With additional feedback from Lenore and others in the group, I spent the morning making small tweaks to the poster. In the afternoon, we did a code review on everything Thomas and I have worked on this summer. Having all of the major scripts in the repository and (mostly) well-documented helped a TON! Even so, I'm sure it will be difficult to manage all of this after we leave. We tried a LOT of different confidence methods, and have a lot of intermediary scripts rather than one giant software package. It will be fine, but I hope we left things in an okay state!
Today I moved on to writing the paper and helping Thomas fix an unexplained git repository error. We are now pushing to two repositories - a local git repository and a public github repository (the same one I mentioned before). This is so I can work on the code if need be once I leave and my Tufts account is closed.
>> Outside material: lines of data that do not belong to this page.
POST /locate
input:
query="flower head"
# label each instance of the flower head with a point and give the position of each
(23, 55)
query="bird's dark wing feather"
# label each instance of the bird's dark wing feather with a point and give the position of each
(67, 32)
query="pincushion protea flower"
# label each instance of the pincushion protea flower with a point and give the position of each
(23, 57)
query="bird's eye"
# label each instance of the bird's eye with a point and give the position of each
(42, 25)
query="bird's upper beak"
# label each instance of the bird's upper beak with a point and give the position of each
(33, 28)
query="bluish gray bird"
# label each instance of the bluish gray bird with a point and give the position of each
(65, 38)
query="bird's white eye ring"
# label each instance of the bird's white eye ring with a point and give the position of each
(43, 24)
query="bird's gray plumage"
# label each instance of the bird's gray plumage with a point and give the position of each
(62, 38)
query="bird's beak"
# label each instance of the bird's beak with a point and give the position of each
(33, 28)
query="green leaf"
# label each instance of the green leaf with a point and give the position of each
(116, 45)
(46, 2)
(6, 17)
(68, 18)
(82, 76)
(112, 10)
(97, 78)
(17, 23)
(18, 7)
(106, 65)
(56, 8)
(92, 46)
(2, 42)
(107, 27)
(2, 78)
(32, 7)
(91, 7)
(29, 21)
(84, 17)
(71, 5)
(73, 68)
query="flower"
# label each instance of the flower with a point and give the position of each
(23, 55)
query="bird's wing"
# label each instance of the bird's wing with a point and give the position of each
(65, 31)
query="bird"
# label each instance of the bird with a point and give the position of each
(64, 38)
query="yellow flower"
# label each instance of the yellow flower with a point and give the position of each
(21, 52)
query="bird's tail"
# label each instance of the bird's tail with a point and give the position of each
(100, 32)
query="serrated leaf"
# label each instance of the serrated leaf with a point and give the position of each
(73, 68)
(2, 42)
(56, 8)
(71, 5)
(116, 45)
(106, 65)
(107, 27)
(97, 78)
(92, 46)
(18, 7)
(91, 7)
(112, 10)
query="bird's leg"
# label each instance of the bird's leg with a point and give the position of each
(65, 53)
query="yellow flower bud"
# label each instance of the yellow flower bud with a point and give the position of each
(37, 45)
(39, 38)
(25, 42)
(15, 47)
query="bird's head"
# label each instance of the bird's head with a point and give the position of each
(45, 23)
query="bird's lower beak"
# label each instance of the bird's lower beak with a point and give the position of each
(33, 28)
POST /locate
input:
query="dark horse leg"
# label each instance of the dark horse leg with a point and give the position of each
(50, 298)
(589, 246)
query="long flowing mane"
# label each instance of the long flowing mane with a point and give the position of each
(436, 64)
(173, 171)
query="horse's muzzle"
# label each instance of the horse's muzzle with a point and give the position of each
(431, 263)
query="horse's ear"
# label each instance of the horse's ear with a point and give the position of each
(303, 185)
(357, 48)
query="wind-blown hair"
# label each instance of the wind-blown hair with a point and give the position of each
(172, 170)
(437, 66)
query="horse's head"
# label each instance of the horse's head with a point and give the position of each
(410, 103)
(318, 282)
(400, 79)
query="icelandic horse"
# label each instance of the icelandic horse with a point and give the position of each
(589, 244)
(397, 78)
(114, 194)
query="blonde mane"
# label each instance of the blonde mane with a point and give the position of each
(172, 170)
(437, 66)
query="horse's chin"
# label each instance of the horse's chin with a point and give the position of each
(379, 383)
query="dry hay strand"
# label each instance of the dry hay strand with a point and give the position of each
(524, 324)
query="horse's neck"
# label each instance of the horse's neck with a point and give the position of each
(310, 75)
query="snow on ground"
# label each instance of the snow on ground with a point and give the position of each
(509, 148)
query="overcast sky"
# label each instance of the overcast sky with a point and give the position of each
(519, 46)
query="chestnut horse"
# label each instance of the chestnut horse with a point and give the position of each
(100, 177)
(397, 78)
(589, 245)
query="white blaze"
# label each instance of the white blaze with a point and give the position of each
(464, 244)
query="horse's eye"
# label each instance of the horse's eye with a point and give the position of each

Busy day!
Continued working on the paper today, and I'm finding that copying the organization from the poster is NOT going to work. In retrospect it would have been great to work on the paper first and then the poster. Ah, well... hindsight is 20/20. Tomorrow is my last day already and I can hardly believe it!
Crazy, today is the last day already! I continued working on the paper in the morning, and then Lenore graciously offered to take us all out to lunch. We went to the Elephant Walk, and I would highly recommend it! There was a great gluten free menu, and I actually looked up a recipe for the dish I ordered. After lunch, I focused on the paper again with a renewed sense of organization and goals. It won't be finished before I leave, but Lenore and I agreed to exchange comments and drafts via email.
Overall, I am so happy to have had this experience! This summer has been even better than I imagined, and I would do it again in a heartbeat. I owe a HUGE thank you to Lenore for all of her support, guidance, and kindness through this research journey, along with Thomas, Prof. Ben Hescott, Tony, and Inbar. I also am indebted to Professor Maria Gini for encouraging me to apply for DREU. And of course, none of this would be possible without DREU's sponsors. Thank you so, so much!
Headed home! See ya Boston and Tufts!